Commercial crabber and NAPS member Ida Hall presented a "Watermen in the Classroom" seminar to a group of 35-40 6th- and 7th-graders at Lancaster Middle School, along with science teacher Damien Chrissy on March 12, 2018. The 70-minute class introduced the students to commercial crabbing, the crab life cycle, water quality, environmental
stewardship, and the Chesapeake Bay watershed.
The students were most interested in the "hands on" experiences. They tried on waterman's oilskins and gloves. They examined crab and peeler pots, measuring sticks, and bushel baskets. Students had the opportunity to hold peelers, inspect a partially-shed soft crab, learn to identify male and female crabs, and learn about crab sheds and seahorses. Hall provided a dirty crab pot to show students what the pots look like after remaining in the water an entire season. She also showed the students a photo demonstrating the different colors of the sponge crab egg sack. One student asked, "That crab has a sponge in it?" Hall replied, "The sponge-like mass are fertilized crab eggs. The darkest color indicates that the crab will soon release its millions of eggs into the water."

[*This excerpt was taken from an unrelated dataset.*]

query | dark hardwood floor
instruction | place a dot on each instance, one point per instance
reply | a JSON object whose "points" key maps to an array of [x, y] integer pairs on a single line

Hall showed the students a 1987 Landsat photo showing brown water running from the tributaries into the Bay, and compared it to a 2015 satellite photo showed no brown water. Chrissy and Hall then asked several students to take a cup of water and pour part of it down a bare board and the other half down a board covered with vegetation. The water ran slower down the vegetated board than the bare board. This was to demonstrate the importance of vegetated buffers reducing runoff into the Bay and demonstrating that what we do on the land impacts the water quality. Several students mentioned they had planted trees to help control runoff, and some said they raise oysters. Oysters can also help water quality since they constantly filter the water.
Hall showed the students a bag of trash, mostly plastic bags and bottles found on the shoreline near her residence. She emphasized the importance of using less plastic so that less ends up in the watershed. Students received reusable shopping bags donated by Northumberland Association for Progressive Stewardship (NAPS). The bags also contained information on water quality from VIMS, stewardship tips from the Chesapeake Bay Program and its Bay Barometer, brochures from NAPS and The Wetlands Project, and issues of Virginia's Coastal Zone Management.
Students were quizzed briefly on what they had learned and awarded prizes
for correct answers. The most popular prize was a 2018 waterman calendar done by 12-year-old Northumberland student, Sarah Haynie.
The "Watermen in the Classroom" educational experience was well-received by the students and teachers. Hopefully more funding will be available and more schools and watermen will be able to participate. If interested in getting involved, contact your local school or contact Paula Jasinski, email@example.com
During February and March of this year, the Waterman Heritage Ecotourism
Program expanded into the classroom. Paula Jasinski, co-owner of Green Fin
Studio, helps coordinate the Waterman Ecotourism Program and received
limited funding to bring four watermen into four classrooms to educate 5th,
6th, and 7th grade students about the waterman's lifestyle, environmental
stewardship, and the Chesapeake Bay.
The four watermen were selected on a first-come first-serve basis from those who have participated in an ecotourism training program offered at Rappahannock Community College. Those
chosen were: J.C. Hudgins (VA Waterman's Association president), Lee Deihl,
Joey Williams, and Ida Hall. The four schools participating were from
Gloucester, Mathews, Lancaster, and Richmond counties.
The curriculum guidelines were based on the 2014 Chesapeake Bay Agreement Environmental Literacy Goal to "Enable every student in the region to graduate with the knowledge and skills to act responsibly to protect and restore their local watershed." It further states that "the well-being of
the Chesapeake Bay watershed will soon rest in the hands of its youngest
citizens – the more than three million students in kindergarten through
twelfth grade." The proposed target hopes to provide "at least one
meaningful watershed educational experience (MWEE) in elementary, middle, and high school." The curriculum also included waterman's input and science SOL goals related to natural processes and human interactions that affect watershed systems and understanding the location of Virginia's watershed systems.